6月5日に迫ったペルー大統領選決選投票は、各種世論調査によれば、4月10日の一回目の投票で8%の差をつけられていたケイコ・フジモリ候補が逆転し、ウマラ候補に数パーセントのリードを保つ優勢の中で最終盤を迎えた(Ipsos Apoyo:ケイコ43%、ウマラ39% Datum:ケイコ46.9%、ウマラ41.8%)。だが、「最悪の候補者同士」の中からの選択を迫られ「恐れが決定的要因」という選挙戦の中で態度未定が10%前後に上るとみられており(投票は義務)、投票直前まで何が飛び出すか分からず、予断を許さない状況が続いている。

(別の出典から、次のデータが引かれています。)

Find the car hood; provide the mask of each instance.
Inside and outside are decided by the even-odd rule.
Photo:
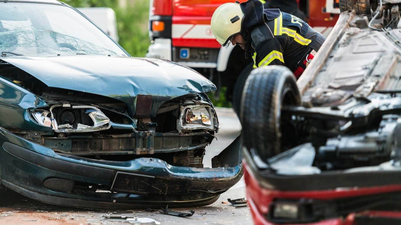
[[[138,95],[151,96],[151,115],[170,99],[216,90],[194,70],[168,60],[135,57],[71,56],[15,56],[2,60],[24,70],[49,87],[117,99],[135,114]]]

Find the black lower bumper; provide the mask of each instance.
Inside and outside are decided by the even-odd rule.
[[[57,154],[2,131],[0,157],[4,185],[27,197],[55,205],[113,209],[206,205],[216,201],[242,175],[242,164],[229,167],[233,162],[222,157],[215,159],[215,162],[225,167],[213,168],[174,166],[152,158],[125,161],[90,159]],[[239,138],[223,153],[235,151],[233,148],[239,147]],[[63,182],[55,185],[57,180]]]

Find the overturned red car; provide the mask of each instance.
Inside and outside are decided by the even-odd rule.
[[[247,80],[240,120],[255,224],[401,224],[401,1],[339,5],[298,81],[282,66]]]

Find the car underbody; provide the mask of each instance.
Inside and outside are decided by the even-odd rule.
[[[282,104],[269,118],[279,119],[279,134],[266,140],[279,152],[244,148],[256,223],[343,224],[351,213],[399,212],[401,2],[377,2],[370,14],[341,13],[296,82],[299,104],[275,93]]]

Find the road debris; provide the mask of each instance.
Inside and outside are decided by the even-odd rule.
[[[166,208],[161,208],[160,210],[159,210],[159,212],[167,215],[171,215],[172,216],[179,216],[180,217],[188,217],[192,216],[192,215],[194,215],[195,213],[195,211],[193,210],[190,210],[190,213],[182,213],[181,212],[178,212],[177,211],[174,211],[173,210],[170,210],[168,209],[168,206],[166,207]]]
[[[134,224],[140,224],[141,223],[151,223],[153,224],[160,224],[160,222],[158,222],[154,219],[146,217],[130,217],[125,216],[109,216],[103,215],[101,218],[96,218],[88,220],[88,223],[91,223],[99,221],[108,221],[115,222],[127,222]]]
[[[248,205],[248,201],[245,200],[245,198],[234,200],[231,200],[231,199],[227,199],[227,201],[231,203],[231,205],[234,207],[241,207]]]

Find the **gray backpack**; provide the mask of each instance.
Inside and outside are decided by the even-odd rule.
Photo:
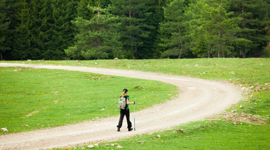
[[[125,110],[126,107],[126,98],[120,96],[118,100],[118,108],[122,110]]]

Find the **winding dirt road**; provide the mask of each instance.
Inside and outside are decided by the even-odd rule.
[[[44,149],[111,141],[125,137],[169,129],[181,123],[198,121],[222,113],[241,98],[242,92],[232,84],[197,78],[137,71],[23,64],[0,63],[0,67],[21,66],[63,69],[162,81],[176,85],[178,98],[135,113],[136,131],[128,132],[124,120],[117,131],[119,117],[30,132],[0,136],[0,149]],[[130,114],[131,119],[133,113]],[[132,120],[132,119],[131,119]],[[132,123],[133,124],[133,123]]]

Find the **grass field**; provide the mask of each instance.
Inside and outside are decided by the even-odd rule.
[[[180,125],[173,130],[137,135],[108,143],[117,143],[115,145],[120,144],[125,149],[270,149],[270,59],[40,61],[23,63],[136,70],[233,82],[243,89],[244,99],[227,111],[235,110],[236,114],[259,115],[252,116],[252,119],[262,120],[266,125],[247,123],[234,119],[228,121],[222,119],[221,116],[217,118],[218,120],[215,119]],[[134,85],[133,87],[136,86]],[[158,134],[160,135],[160,138],[157,137]],[[116,146],[105,145],[105,143],[99,144],[99,147],[95,149],[117,149]],[[78,146],[76,149],[85,147]]]
[[[124,88],[138,110],[178,93],[161,82],[75,71],[8,67],[0,74],[0,125],[10,133],[118,115]]]

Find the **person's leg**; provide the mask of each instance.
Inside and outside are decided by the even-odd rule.
[[[131,122],[130,122],[130,120],[129,119],[129,109],[128,109],[127,111],[126,111],[126,117],[127,118],[127,122],[128,123],[128,128],[130,129],[131,128],[131,127],[132,126],[132,125],[131,124]]]
[[[119,122],[118,122],[118,125],[117,126],[118,127],[118,131],[120,131],[120,128],[122,127],[123,120],[124,119],[124,117],[125,116],[125,112],[124,110],[120,110],[120,118],[119,118]]]

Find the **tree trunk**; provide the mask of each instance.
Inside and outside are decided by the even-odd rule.
[[[220,33],[220,36],[219,36],[219,42],[218,43],[218,57],[221,58],[222,57],[222,33]]]
[[[244,47],[242,48],[242,56],[243,58],[246,58],[246,51]]]
[[[178,24],[179,24],[179,21],[178,20],[177,22]],[[180,27],[178,27],[178,33],[179,33],[179,39],[180,44],[181,45],[181,50],[180,51],[180,53],[178,55],[178,59],[181,58],[181,56],[182,56],[182,54],[183,54],[183,42],[182,41],[182,39],[181,38],[181,29],[180,29]]]
[[[209,45],[208,45],[208,52],[207,52],[207,55],[208,58],[211,58],[211,47]]]
[[[97,26],[96,26],[96,30],[95,31],[95,32],[97,32],[97,31],[98,30],[98,27],[99,26],[99,24],[98,24],[98,18],[99,17],[99,5],[98,5],[97,6]]]

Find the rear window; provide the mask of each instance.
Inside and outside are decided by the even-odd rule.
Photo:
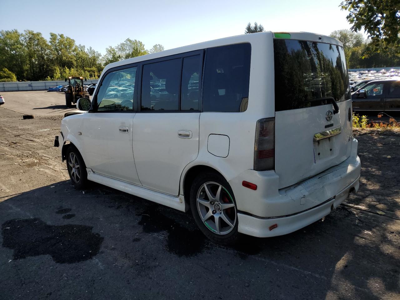
[[[346,100],[349,85],[340,46],[294,40],[274,40],[275,110]]]

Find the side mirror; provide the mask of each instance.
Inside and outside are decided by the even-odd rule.
[[[76,108],[80,110],[88,110],[91,105],[89,98],[80,98],[76,101]]]

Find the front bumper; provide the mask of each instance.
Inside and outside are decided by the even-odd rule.
[[[274,171],[248,170],[230,181],[239,232],[260,237],[281,235],[328,214],[358,190],[361,162],[357,140],[352,142],[350,155],[344,162],[291,186],[278,189],[279,177]],[[257,190],[242,186],[244,180],[257,184]]]

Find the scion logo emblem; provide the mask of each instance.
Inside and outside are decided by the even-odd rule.
[[[333,116],[333,113],[330,110],[326,112],[326,114],[325,115],[325,118],[327,121],[330,121],[332,120],[332,117]]]

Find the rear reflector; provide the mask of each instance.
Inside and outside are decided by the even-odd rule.
[[[245,188],[248,188],[251,190],[257,190],[257,185],[251,182],[249,182],[248,181],[244,181],[244,180],[242,183],[242,185]]]
[[[257,122],[254,146],[254,169],[265,171],[275,168],[275,118]]]

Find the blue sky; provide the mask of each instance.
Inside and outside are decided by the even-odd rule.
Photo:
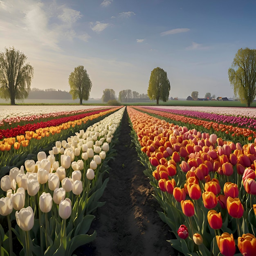
[[[27,56],[32,88],[68,91],[82,65],[91,98],[146,94],[159,67],[170,97],[232,97],[228,70],[239,49],[256,47],[256,10],[254,0],[0,0],[0,51]]]

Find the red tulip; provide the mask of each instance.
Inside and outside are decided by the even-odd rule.
[[[177,233],[178,236],[182,239],[186,239],[189,236],[189,230],[185,225],[181,225]]]
[[[182,200],[180,202],[182,212],[187,217],[191,217],[195,214],[194,204],[190,200]]]
[[[227,232],[216,236],[216,240],[220,252],[224,256],[234,256],[236,253],[236,244],[233,234]]]
[[[229,215],[234,218],[240,218],[244,213],[244,207],[238,198],[229,196],[227,199],[227,209]]]
[[[219,229],[222,227],[222,218],[220,213],[215,210],[210,210],[207,214],[207,218],[210,227],[213,229]]]
[[[207,191],[202,195],[204,205],[207,209],[214,208],[218,203],[217,198],[214,194],[211,191]]]
[[[238,237],[238,246],[243,255],[254,256],[256,251],[256,238],[249,233],[243,234]]]

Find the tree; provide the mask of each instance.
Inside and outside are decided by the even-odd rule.
[[[11,100],[26,99],[29,95],[34,69],[26,64],[27,57],[14,47],[0,52],[0,97]]]
[[[167,101],[170,89],[167,73],[159,67],[154,69],[151,71],[148,89],[148,95],[150,99],[156,100],[157,105],[159,104],[159,99]]]
[[[79,99],[80,105],[82,105],[83,99],[88,100],[92,83],[83,66],[75,67],[74,71],[70,75],[68,83],[70,86],[70,93],[73,99]]]
[[[116,99],[116,93],[112,89],[105,89],[103,91],[102,95],[102,101],[103,102],[108,102]]]
[[[211,92],[207,92],[205,94],[205,96],[204,96],[204,98],[211,98]]]
[[[228,75],[235,96],[249,107],[256,95],[256,49],[239,49]]]
[[[197,101],[198,98],[198,92],[192,92],[191,94],[191,97],[193,98],[194,101]]]

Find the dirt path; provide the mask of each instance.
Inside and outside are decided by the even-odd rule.
[[[156,211],[161,209],[138,161],[128,120],[126,111],[117,155],[110,162],[110,179],[100,200],[106,202],[94,213],[92,225],[97,238],[80,247],[75,252],[78,256],[177,255],[166,241],[172,235]]]

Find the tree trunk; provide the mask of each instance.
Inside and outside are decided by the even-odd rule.
[[[16,105],[15,104],[15,97],[13,94],[11,95],[11,105]]]

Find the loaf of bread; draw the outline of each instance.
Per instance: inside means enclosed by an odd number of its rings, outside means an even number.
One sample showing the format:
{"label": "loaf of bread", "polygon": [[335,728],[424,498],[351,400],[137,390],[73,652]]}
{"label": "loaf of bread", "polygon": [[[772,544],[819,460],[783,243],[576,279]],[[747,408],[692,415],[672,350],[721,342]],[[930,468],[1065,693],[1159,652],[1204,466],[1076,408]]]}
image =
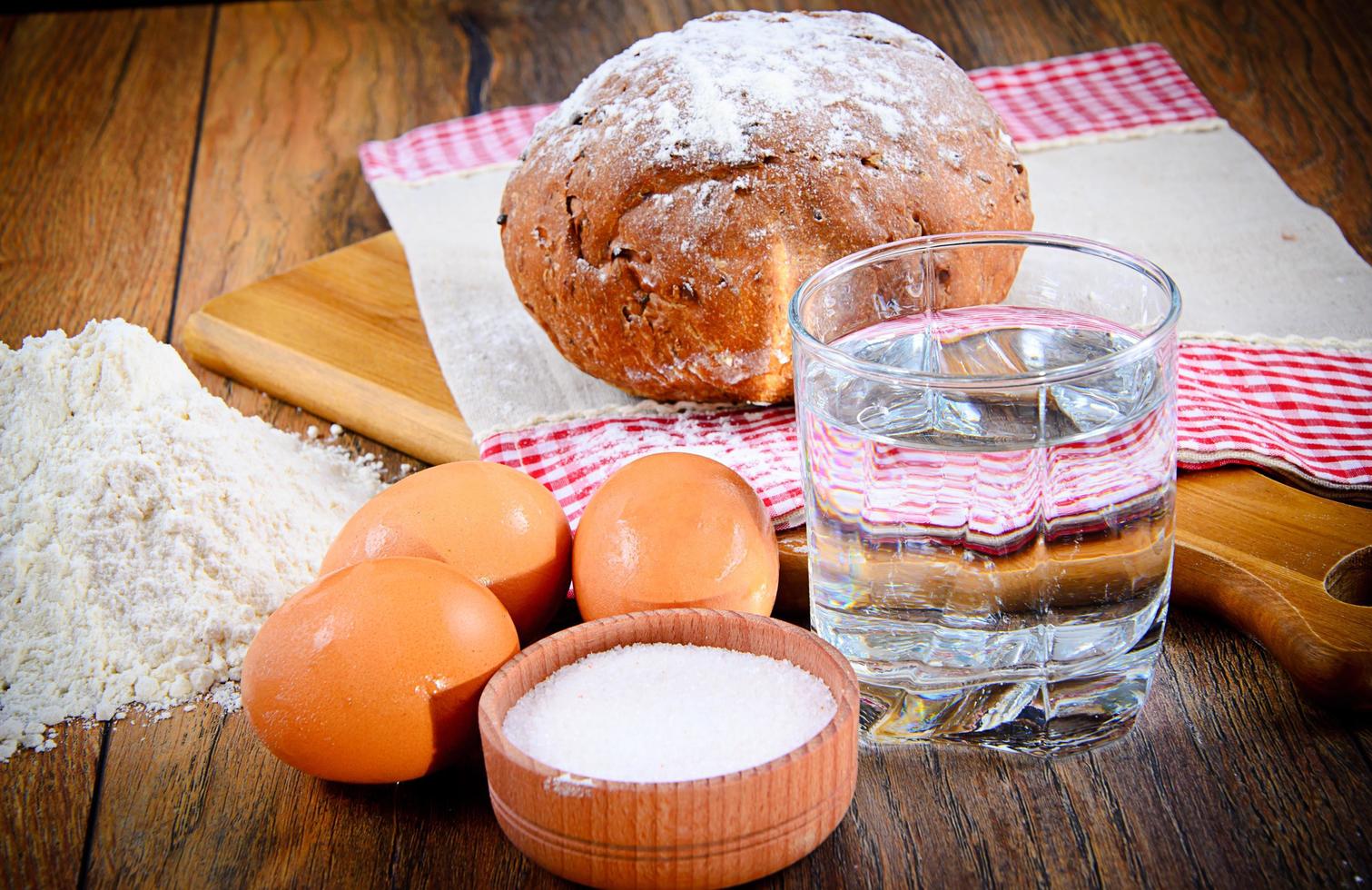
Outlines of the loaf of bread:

 その中で、昨年ノーベル文学賞を受賞したバルガス=リョサは、決選投票に臨みいち早く、「独裁への回帰にノー」を唱えてウマラ支持を表明(4月24日付スペイン有力紙エルパイスへの寄稿)、決選投票はバルガス=リョサとフジモリとの間で戦われた1990年選挙の再現を思わせる展開となった。「歴史は繰り返す」である。

 1990年選挙で最有力候補であったバルガス=リョサは、一回目の投票で3%の得票差でにわか仕立ての日系候補に追い込まれると、決選投票ではやすやすと逆転され、大統領の座を目前にして無念の敗北を喫した。正統スペイン系候補が、出自も分からぬ日系二世によもやの敗北を喫した、その屈辱感たるや幾ばくのものであったろうか。だが、その日系大統領は、強権をもって臨み、「民主主義を破壊」、「腐敗まみれの独裁者」として10年後に失脚、2010年に25年の刑期が確定した。政治生命は絶たれたはずであった。一方、自身は同年ペルー人初のノーベル賞受賞に輝き、20年後の明暗は分かれた(本欄2010年10月19日付「バルガス=リョサとフジモリ――20年後の明暗」)。